We will start today’s column off with a short quiz. Are you ready? “Name a Christian doctrine that has divided churches.” Too many to name? Would it be a more difficult question to ask, “Name a Christian doctrine that has not divided churches?”

We are in the midst of counting the days and weeks that pass from Easter Sunday to the Day of Pentecost, the traditional beginning of the church. The Jewish background for our counting lists through the 50 days after Passover to the Jewish holiday of Shavuot, remembering the giving of the Ten Commandments on Mt. Sinai. This year, the Day of Pentecost falls on June 9.

Wander with me back to the upper room where Jesus gathered with His disciples before His crucifixion. During the events of the evening, Jesus shared the Passover meal with them and He instituted what the church has later designated as “The Lord’s Supper.” In this application of the Passover meal, the disciples were given an explanation that pointed to the body and blood of Jesus.

Following their time together, Jesus spent some time praying for the disciples. John records much of the prayer in his gospel. In John 17:20-21 (CEV), we read:

20 I am not praying just for these followers. I am also praying for everyone else who will have faith because of what my followers will say about me. 21 I want all of them to be one with each other, just as I am one with you and you are one with me. I also want them to be one with us. Then the people of this world will believe that you sent me.

How well have we done in keeping to Jesus’ prayer? Is the church really “one” today? What did Jesus mean when He prayed that the believers be one? What benefits would there be if the church were united?

You don’t have to drive very far down the main streets of our communities to see different churches representing differing beliefs. We can’t even agree upon the standard from which belief and doctrine is supposed to be determined. Is it the Bible? Do we include the Apocryphal books? Should we use a creed? Once people differed, they separated – divided – to worship with those who believed similar things.

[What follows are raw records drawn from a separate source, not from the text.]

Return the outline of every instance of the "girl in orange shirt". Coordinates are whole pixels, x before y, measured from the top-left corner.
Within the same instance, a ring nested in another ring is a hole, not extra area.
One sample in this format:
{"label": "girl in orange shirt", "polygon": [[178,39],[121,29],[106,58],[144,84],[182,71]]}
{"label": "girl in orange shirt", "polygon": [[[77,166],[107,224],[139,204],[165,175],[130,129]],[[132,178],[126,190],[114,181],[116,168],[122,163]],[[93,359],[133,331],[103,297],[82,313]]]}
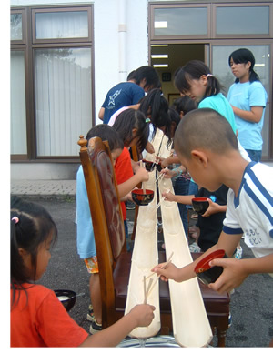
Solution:
{"label": "girl in orange shirt", "polygon": [[155,308],[137,305],[111,327],[89,336],[66,311],[54,291],[35,284],[46,270],[57,238],[40,205],[12,197],[11,347],[111,347],[132,329],[148,326]]}

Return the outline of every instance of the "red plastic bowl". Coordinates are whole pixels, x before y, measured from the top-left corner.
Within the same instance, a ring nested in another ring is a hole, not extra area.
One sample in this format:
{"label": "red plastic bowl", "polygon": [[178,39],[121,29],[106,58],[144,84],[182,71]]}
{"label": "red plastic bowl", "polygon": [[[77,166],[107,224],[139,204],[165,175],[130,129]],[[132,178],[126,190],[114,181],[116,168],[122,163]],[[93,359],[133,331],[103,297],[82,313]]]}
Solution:
{"label": "red plastic bowl", "polygon": [[146,206],[153,201],[154,191],[151,189],[146,189],[145,193],[143,189],[135,189],[132,191],[133,201],[138,206]]}
{"label": "red plastic bowl", "polygon": [[195,273],[197,278],[204,283],[214,283],[220,275],[223,273],[223,268],[219,266],[210,267],[209,262],[216,258],[228,258],[225,250],[219,249],[208,254],[202,260],[200,260],[195,268]]}
{"label": "red plastic bowl", "polygon": [[205,214],[209,207],[207,197],[195,197],[191,200],[193,209],[200,215]]}

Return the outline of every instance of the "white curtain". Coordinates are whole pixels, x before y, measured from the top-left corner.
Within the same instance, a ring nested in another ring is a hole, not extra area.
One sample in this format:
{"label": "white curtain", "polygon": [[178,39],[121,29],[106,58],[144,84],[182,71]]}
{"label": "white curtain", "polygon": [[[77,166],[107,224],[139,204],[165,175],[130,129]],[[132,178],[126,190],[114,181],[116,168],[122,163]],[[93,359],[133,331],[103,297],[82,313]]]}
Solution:
{"label": "white curtain", "polygon": [[25,81],[24,51],[10,57],[11,154],[26,154]]}
{"label": "white curtain", "polygon": [[91,48],[35,52],[37,156],[78,156],[91,128]]}
{"label": "white curtain", "polygon": [[36,13],[37,39],[81,38],[88,36],[86,11]]}

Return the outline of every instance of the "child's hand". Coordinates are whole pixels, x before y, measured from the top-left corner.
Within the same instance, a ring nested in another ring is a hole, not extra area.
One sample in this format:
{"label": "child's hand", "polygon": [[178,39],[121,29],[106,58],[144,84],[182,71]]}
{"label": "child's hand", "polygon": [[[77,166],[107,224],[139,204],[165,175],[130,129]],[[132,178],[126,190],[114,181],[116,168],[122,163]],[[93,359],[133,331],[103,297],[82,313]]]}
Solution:
{"label": "child's hand", "polygon": [[147,145],[145,146],[145,150],[147,150],[150,154],[155,153],[154,146],[150,142],[147,142]]}
{"label": "child's hand", "polygon": [[221,266],[223,273],[215,283],[210,283],[208,287],[219,293],[230,292],[233,288],[241,285],[248,274],[243,269],[241,260],[235,258],[213,259],[210,266]]}
{"label": "child's hand", "polygon": [[174,172],[168,168],[161,169],[161,175],[164,175],[164,178],[172,178],[174,177]]}
{"label": "child's hand", "polygon": [[155,315],[155,306],[151,305],[136,305],[129,312],[134,316],[136,321],[136,328],[149,326]]}
{"label": "child's hand", "polygon": [[210,217],[210,215],[217,214],[218,212],[224,212],[224,210],[227,209],[226,205],[218,205],[216,202],[213,202],[210,198],[207,198],[207,201],[209,203],[209,206],[205,214],[202,215],[203,217]]}
{"label": "child's hand", "polygon": [[[151,271],[160,276],[160,279],[167,282],[168,279],[174,279],[175,281],[178,281],[178,272],[179,268],[176,267],[173,263],[168,263],[165,266],[166,263],[158,264],[157,266],[154,267]],[[165,266],[161,268],[162,266]]]}
{"label": "child's hand", "polygon": [[166,201],[175,201],[176,195],[172,194],[171,192],[162,192],[162,197],[165,197]]}
{"label": "child's hand", "polygon": [[161,163],[162,168],[167,168],[169,165],[168,158],[163,158],[162,157],[156,156],[156,163]]}
{"label": "child's hand", "polygon": [[136,176],[138,177],[140,182],[148,181],[149,179],[148,171],[147,171],[143,167],[140,167],[137,169]]}
{"label": "child's hand", "polygon": [[125,202],[125,201],[132,201],[132,202],[134,202],[133,198],[132,198],[132,192],[129,192],[124,197],[120,198],[120,201],[123,201],[123,202]]}

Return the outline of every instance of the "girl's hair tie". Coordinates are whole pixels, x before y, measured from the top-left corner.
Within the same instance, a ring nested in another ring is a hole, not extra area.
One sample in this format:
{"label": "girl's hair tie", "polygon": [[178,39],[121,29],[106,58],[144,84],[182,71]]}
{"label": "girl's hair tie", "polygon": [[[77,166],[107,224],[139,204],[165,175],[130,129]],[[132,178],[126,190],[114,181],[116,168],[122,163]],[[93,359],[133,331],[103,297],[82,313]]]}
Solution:
{"label": "girl's hair tie", "polygon": [[19,222],[19,217],[14,217],[12,218],[12,221],[15,221],[15,225],[18,224],[18,222]]}

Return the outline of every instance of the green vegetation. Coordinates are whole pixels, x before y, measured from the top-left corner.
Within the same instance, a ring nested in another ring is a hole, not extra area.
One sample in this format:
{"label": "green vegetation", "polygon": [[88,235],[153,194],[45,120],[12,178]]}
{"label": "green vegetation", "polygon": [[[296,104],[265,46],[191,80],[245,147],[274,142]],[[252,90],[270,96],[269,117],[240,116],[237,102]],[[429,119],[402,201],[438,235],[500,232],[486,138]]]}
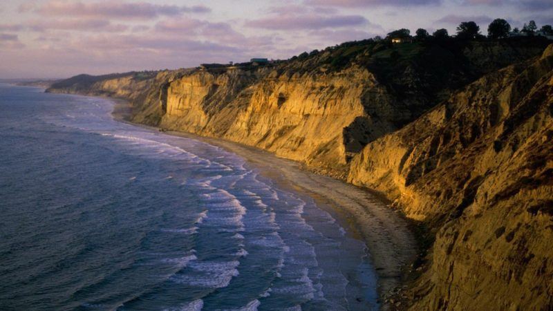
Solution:
{"label": "green vegetation", "polygon": [[463,21],[457,26],[459,39],[476,39],[480,35],[480,26],[474,21]]}
{"label": "green vegetation", "polygon": [[511,31],[511,25],[503,19],[496,19],[488,26],[488,37],[492,39],[506,38]]}

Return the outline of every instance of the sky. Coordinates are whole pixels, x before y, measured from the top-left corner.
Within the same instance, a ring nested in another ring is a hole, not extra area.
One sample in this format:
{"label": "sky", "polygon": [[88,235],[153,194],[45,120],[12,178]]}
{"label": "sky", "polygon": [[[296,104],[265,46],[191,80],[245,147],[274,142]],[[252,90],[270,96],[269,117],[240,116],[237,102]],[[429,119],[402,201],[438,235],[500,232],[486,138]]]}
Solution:
{"label": "sky", "polygon": [[406,28],[553,24],[553,0],[3,0],[0,79],[288,59]]}

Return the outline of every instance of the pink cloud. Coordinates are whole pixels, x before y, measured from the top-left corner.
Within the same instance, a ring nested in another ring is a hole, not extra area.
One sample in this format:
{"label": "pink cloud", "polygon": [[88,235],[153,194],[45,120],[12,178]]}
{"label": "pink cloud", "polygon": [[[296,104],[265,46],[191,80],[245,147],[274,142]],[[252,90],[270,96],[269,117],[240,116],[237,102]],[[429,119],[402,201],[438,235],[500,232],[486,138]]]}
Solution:
{"label": "pink cloud", "polygon": [[440,4],[441,0],[307,0],[312,6],[334,6],[337,8],[370,8],[378,6],[412,6]]}
{"label": "pink cloud", "polygon": [[74,31],[107,31],[122,32],[129,26],[121,24],[113,24],[107,19],[50,19],[30,21],[26,26],[33,31],[42,32],[49,30],[74,30]]}
{"label": "pink cloud", "polygon": [[478,16],[462,16],[451,14],[446,15],[441,19],[436,21],[436,23],[450,23],[457,25],[462,21],[474,21],[480,26],[481,29],[484,29],[483,26],[487,25],[493,19],[486,15]]}
{"label": "pink cloud", "polygon": [[0,48],[12,50],[24,48],[25,45],[19,41],[17,35],[0,32]]}
{"label": "pink cloud", "polygon": [[19,10],[32,10],[46,16],[113,17],[124,19],[149,19],[160,16],[176,16],[184,12],[205,13],[211,11],[205,6],[185,6],[120,1],[86,3],[62,0],[50,0],[41,6],[20,6]]}
{"label": "pink cloud", "polygon": [[246,21],[248,27],[290,30],[297,29],[321,29],[328,28],[341,28],[357,26],[368,23],[361,15],[278,15],[252,19]]}
{"label": "pink cloud", "polygon": [[0,31],[19,31],[23,28],[23,25],[0,23]]}

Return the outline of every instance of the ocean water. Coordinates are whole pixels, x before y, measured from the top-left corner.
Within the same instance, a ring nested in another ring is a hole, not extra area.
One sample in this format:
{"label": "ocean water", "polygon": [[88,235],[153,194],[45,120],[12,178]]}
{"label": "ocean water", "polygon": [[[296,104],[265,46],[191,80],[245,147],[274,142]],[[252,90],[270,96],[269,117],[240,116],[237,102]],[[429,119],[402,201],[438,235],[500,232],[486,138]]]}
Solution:
{"label": "ocean water", "polygon": [[238,156],[0,84],[0,310],[373,310],[364,243]]}

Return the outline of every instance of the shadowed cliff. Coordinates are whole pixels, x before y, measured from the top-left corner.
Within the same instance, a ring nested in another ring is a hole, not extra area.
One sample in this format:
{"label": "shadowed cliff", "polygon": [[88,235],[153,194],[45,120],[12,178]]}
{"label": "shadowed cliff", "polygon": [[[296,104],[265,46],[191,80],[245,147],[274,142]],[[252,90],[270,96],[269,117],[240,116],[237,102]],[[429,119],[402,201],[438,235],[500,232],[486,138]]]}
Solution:
{"label": "shadowed cliff", "polygon": [[366,40],[266,66],[77,76],[47,91],[124,98],[134,122],[255,146],[382,192],[427,228],[397,295],[416,309],[546,308],[546,46]]}

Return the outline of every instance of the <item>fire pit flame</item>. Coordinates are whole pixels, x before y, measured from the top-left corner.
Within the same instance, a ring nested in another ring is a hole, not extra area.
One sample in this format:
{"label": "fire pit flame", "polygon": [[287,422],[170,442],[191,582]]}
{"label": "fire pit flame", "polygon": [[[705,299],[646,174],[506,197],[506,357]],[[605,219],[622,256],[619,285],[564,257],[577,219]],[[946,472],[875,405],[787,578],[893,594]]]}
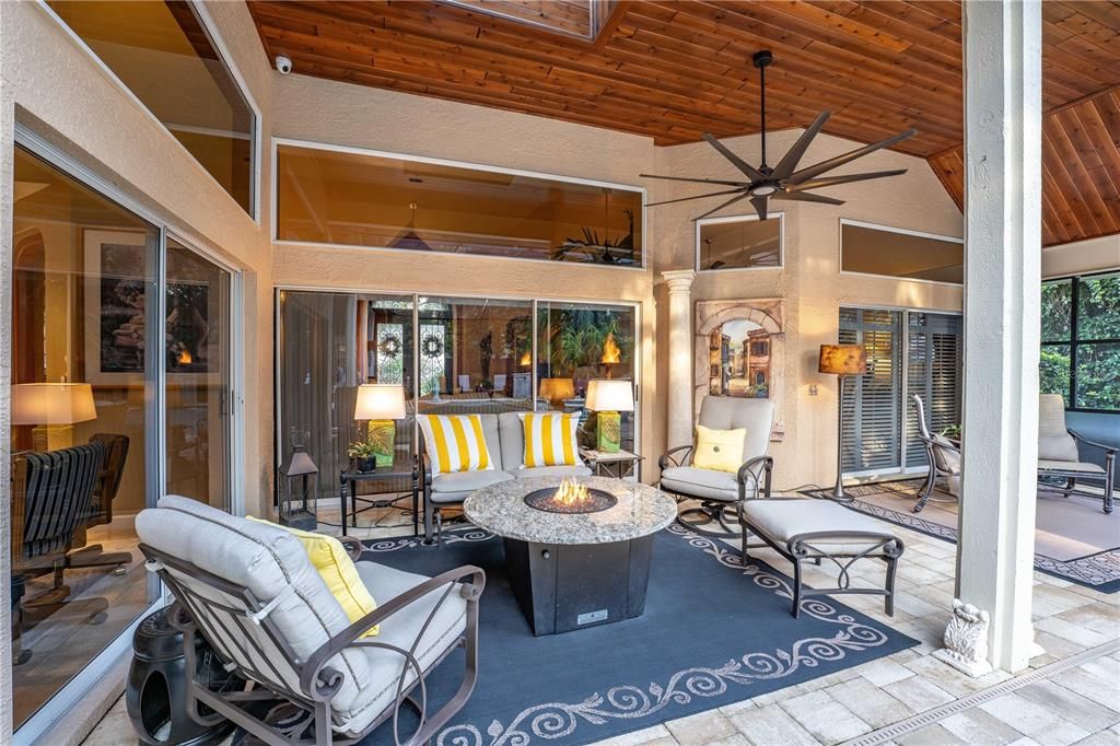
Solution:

The World Christian Encyclopedia, published by Oxford University Press, comes up with six major church blocs, divided into 300 major church traditions, and places the number of distinct denominations at over 33,000 world-wide. The number is more than a bit inflated. For example, many Baptist, Christian and Community churches are not members of a denomination, so the Encyclopedia counts each one an independent denomination of its own. That group alone accounts for 22,000 of the number. The study also includes some marginal groups that we would have a hard time classifying as Christian, like the “Hidden Buddhist Believers in Christ” and the “British Israelites.”

How many denominations are there? The number would be impossible to ascertain. To argue how many actually becomes a logical fallacy. It doesn’t matter how many. Any division in the body of Christ is a scandal.

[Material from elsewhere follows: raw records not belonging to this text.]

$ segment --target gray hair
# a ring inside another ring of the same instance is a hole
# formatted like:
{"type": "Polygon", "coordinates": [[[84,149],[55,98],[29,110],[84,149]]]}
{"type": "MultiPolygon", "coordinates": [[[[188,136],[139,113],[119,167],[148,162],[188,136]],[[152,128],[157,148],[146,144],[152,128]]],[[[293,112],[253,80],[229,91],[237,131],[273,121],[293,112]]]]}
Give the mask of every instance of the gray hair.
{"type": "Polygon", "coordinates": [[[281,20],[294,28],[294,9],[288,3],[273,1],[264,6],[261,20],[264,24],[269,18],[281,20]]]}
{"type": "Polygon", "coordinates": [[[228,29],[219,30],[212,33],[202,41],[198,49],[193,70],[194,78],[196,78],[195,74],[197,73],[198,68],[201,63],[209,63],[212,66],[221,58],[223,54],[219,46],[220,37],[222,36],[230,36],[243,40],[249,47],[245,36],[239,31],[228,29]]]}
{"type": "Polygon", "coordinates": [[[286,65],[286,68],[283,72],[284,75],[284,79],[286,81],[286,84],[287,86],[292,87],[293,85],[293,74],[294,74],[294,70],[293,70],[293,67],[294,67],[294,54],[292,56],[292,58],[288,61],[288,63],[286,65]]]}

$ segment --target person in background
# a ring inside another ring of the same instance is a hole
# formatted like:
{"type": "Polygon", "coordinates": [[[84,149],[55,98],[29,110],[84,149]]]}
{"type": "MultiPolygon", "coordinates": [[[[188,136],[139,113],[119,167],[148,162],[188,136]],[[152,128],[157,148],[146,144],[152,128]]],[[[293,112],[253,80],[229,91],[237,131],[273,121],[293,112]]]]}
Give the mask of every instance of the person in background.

How did the church become so divided? Folks have left churches over the selection of a preacher or the color of carpet to be used in the sanctuary. Very few people, though, even those later determined to be heretics, actually set out with the intent of splitting the church. Though there are many explanations for the divisions, this simplistic analogy helps me clarify the splits. I hope it helps you as well.

The church seeks a standard by which belief and behavior can be taught, and to which people can be held accountable. The church accepts the Bible as the standard, but the question comes regarding how one interprets the meaning of the Bible.

Picture a pendulum on an old grandfather clock. When the pendulum is strictly perpendicular, the line is the accurate interpretation of the Scripture. It is true to what God intended the message to be. The interpretation follows the context of the passage, is consistent with other Biblical teachings, and it flows with the literary flavors of the text.

But sometimes things happen to shift the interpretation from the center. Sometimes the shift is in a direction that makes the interpretation more palatable – more accommodating – to the non-believer or non-obedient believer. Sometimes the shift wanders the other direction holding traditions – the beliefs or practices of someone within the church – as equally authoritative as the Bible. Usually this shift occurs in an attempt to keep out the world’s influence, or to show respect for the belief or interpretation of a church member.

The shift can occur so slowly that the believer doesn’t even realize they have left the center. Ever have your children playing in the ocean in front of you while you were on the beach? With the waves and the tide and the fun, it doesn’t take long for the children to be several yards away from you and they don’t even notice it.

The prayer by Jesus in the upper room wanting unity is echoed by the writings of the Apostle Paul. He tells the Ephesians:

4 All of you are part of the same body. There is only one Spirit of God, just as you were given one hope when you were chosen to be God’s people. 5 We have only one Lord, one faith, and one baptism. 6 There is one God who is the Father of all people. Not only is God above all others, but he works by using all of us, and he lives in all of us (Ephesians 4:4-6 CEV).

Over the next several weeks, we will try to examine the essential truths about Christianity that we should all agree upon. We will leave everything else – from the color of the carpet to the meaning of the millennium – in the realm of opinion.

Maybe we really do have more things that unite us than divide us.